Between its understated aesthetic and dual skeletonised windows, Raymond Weil’s freelancer “Calibre RW1212” makes for an instant eye-catcher.
Visible through an open-worked dial aperture is the piece’s very heart and soul, i.e. a balance-and-spring assembly held together by a solitary bridge. Take a closer look and you’ll notice a “Côtes de Genève” motif and logo engraving on the oscillating weight. Projecting natural symmetry and indisputable sophistication, the diamond-polished bridge puts perfection in a small package. Meanwhile, it’s just one part of this brilliant watch’s overall appeal.
Available in a variety of two-hand iterations, the freelancer “Calibre RW1212” joins Raymond Weil’s already astounding collection of experimental stunners. Like a number of freelancer models, this one isn’t afraid to parse down the dial details while showing off its insides. And what insides it has. We’re not just talking about the tourbillon-like balance-and-spring assembly, but the mechanical self-winding movement at large. The first to be built in-house (in collaboration with Sellita), it beats at a frequency of 28,800 vibrations per hour and touts a 38-hour power reserve.
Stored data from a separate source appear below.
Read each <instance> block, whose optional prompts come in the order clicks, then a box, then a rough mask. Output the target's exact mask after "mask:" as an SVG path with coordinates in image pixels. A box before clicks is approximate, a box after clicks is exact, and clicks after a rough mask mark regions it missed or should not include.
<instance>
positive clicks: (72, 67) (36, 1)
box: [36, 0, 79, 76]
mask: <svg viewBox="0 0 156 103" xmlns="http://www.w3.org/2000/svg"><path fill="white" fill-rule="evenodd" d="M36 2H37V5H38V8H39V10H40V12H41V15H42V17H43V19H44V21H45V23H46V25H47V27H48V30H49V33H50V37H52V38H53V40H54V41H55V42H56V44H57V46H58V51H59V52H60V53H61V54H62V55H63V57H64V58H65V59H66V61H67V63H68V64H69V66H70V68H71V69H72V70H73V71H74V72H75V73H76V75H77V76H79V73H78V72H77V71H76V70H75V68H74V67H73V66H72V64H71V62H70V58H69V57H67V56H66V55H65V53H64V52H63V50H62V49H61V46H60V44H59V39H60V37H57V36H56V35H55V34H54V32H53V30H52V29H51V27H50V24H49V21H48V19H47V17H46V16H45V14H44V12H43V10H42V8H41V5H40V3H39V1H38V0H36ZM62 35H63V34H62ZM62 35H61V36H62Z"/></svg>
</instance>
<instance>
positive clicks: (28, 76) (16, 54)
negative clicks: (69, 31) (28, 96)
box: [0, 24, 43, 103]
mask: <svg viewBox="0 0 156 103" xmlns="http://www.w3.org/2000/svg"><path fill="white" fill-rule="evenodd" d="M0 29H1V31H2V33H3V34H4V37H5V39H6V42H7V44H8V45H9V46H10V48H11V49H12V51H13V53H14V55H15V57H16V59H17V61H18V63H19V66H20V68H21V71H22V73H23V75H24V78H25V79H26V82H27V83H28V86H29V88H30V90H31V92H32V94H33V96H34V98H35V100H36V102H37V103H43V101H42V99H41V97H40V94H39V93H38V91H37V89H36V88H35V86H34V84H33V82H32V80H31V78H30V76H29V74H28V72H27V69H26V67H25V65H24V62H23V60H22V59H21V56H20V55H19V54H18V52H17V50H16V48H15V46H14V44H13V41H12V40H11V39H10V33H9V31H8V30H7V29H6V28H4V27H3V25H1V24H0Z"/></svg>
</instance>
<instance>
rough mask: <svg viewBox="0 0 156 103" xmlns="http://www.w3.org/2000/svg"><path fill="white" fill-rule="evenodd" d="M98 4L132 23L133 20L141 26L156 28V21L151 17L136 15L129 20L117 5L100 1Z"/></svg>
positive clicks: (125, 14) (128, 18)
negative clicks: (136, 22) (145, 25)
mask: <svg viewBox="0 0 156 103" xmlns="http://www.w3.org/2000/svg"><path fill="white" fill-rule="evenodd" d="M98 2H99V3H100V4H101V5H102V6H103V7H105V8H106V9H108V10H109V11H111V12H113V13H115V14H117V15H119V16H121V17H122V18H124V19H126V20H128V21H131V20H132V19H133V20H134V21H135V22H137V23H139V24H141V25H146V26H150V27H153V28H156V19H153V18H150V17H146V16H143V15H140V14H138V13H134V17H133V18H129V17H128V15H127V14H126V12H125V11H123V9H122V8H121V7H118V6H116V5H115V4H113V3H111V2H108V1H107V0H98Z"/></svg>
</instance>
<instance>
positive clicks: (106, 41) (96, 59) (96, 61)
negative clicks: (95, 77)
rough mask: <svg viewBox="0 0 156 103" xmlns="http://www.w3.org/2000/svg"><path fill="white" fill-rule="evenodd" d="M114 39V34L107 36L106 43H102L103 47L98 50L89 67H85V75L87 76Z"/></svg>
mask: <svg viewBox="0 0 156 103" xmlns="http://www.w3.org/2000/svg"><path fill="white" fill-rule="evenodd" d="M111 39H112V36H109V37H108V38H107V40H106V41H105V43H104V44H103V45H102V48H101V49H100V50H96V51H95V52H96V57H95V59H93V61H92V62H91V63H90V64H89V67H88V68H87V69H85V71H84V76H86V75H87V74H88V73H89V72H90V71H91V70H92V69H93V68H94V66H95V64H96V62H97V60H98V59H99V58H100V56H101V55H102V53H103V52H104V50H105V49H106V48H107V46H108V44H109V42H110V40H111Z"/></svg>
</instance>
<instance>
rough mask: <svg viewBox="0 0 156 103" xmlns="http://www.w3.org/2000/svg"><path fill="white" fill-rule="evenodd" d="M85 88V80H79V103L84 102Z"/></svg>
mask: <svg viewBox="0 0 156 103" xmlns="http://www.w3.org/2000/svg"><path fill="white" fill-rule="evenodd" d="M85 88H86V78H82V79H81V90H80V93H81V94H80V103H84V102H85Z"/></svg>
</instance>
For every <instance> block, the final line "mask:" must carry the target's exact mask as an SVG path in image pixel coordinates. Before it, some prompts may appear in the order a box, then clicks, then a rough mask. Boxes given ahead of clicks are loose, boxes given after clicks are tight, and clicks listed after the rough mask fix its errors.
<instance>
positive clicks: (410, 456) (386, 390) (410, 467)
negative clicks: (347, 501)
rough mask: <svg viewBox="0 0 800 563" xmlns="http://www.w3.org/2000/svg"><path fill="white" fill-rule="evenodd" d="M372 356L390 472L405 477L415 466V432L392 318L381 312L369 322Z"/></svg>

Like the watch itself, our love for the new freelancer is automatic. Its fusion of minimal design and maximum intricacy is executed to downright stunning effect. That’s not to mention classic specs like sapphire crystal on the elegant case-back, a 42.5mm case of prime stainless steel, and the choice of either stainless steel bracelet or leather strap. The name RW1212, by the way, pays direct tribute to the brand’s own address in Switzerland. This one is all kinds of special indeed, but you knew that as soon as you first laid eyes on it.